Niños a la carta
"Es muy difícil gobernar las costumbres por ley en un momento en que las ciencias, y sobre todo la biología, avanzan muy rápidamente". El presiden te François Mitterrand ha puesto el dedo en la llaga del dilema al que se enfrenta la sociedad de este final de siglo con las posibilidades que ofrece la biotecnología en aspectos tan delicados como el de la fecundación artificial. Reglamentar la aplicación de la ciencia no es una necesidad nueva, pero ahora los legisladores tienen considerables dificultades para mantener el ritmo del desarrollo científico. Su actuación, por lógica, está rodeada de controversia cuando afecta a cuestiones tan íntimas y trascendentes a un tiempo como la procreación.Desde que en la década de los setenta (1978) una mujer infértil pudo engendrar un bebé por medio de técnicas de fecundación asistida, las posibilidades de ayudar a nacer de forma artificial, y también a nacer sin taras, se han multiplicado. Es factible científicamente elegir el sexo, manipular aquellos genes que transmiten enfermedades hereditarias, hacer madres a mujeres menopáusicas, engendrar un hijo cuyo padre es un simple registro en un banco de semen y también escoger el color de la piel por la raza de la donante del óvulo.
Las plantas y los animales son terrenos de aplicación admitidos para manipulaciones. Sólo cuando afecta al ser humano se plantea el debate ético. La Iglesia católica rechaza toda intervención en el proceso natural de la concepción. Pero incluso los sectores más conservadores de la sociedad aceptan hoy las ventajas de los nuevos métodos científicos, siempre dentro de unos límites sociales y biológicos.
Quienes rechazan el acceso de las mujeres menopáusicas a la fecundación artificial -lo que pretende la ley debatida en el Senado francés- presuponen que por su edad están menos capacitadas que las drogadictas o afectadas por enfermedades mentales y transmisibles, pero jóvenes, a las que no se impide la maternidad.

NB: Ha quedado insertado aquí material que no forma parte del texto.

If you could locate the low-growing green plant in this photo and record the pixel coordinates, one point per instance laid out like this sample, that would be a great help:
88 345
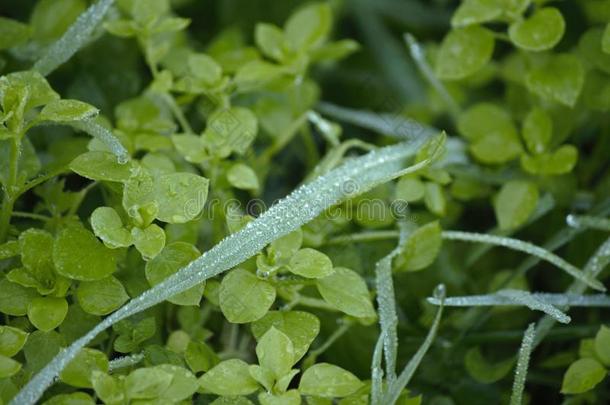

Es difícil de justificar una ley que prohíba a las mujeres un método que les abre las puertas a algo que la naturaleza siempre permitió al hombre. ¿Por qué rechazar también, se preguntan algunos especialistas, la posibilidad de que en un futuro próximo todos los seres humanos nazcan libres de enfermedades hereditarias mediante el diagnóstico embrionario? El diagnóstico prenatal ya es habitual en las sociedades desarrolladas y muchos concluyen en abortos. Otra cuestión pendiente está en la financiación de estos costosos métodos en una sociedad de bienestar en crisis.
Esta reglamentación, pedida con insistencia estos días en el seno de la Unión Europea, debe debatirse en profundidad. Dentro de unos límites claros, que impidan el abuso y el atropello de la dignidad del niño, no puede negarse a reconocer las posibilidades de mejorar las condiciones de vida del ser humano, de hacerlo más feliz en definitiva. Ése es el sentido último de la ciencia y debe serlo de las leyes.
España fue, en 1988, el primer país del mundo en contar con una legislación específica sobre esta materia, la Ley de Técnicas de Reproducción Asistida. Este texto resulta permisivo en algunos supuestos, simplemente porque cinco años atrás ni siquiera la ciencia los había previsto. Es evidente que se impone su revisión, y eso cuando aún no está desarrollado su reglamento.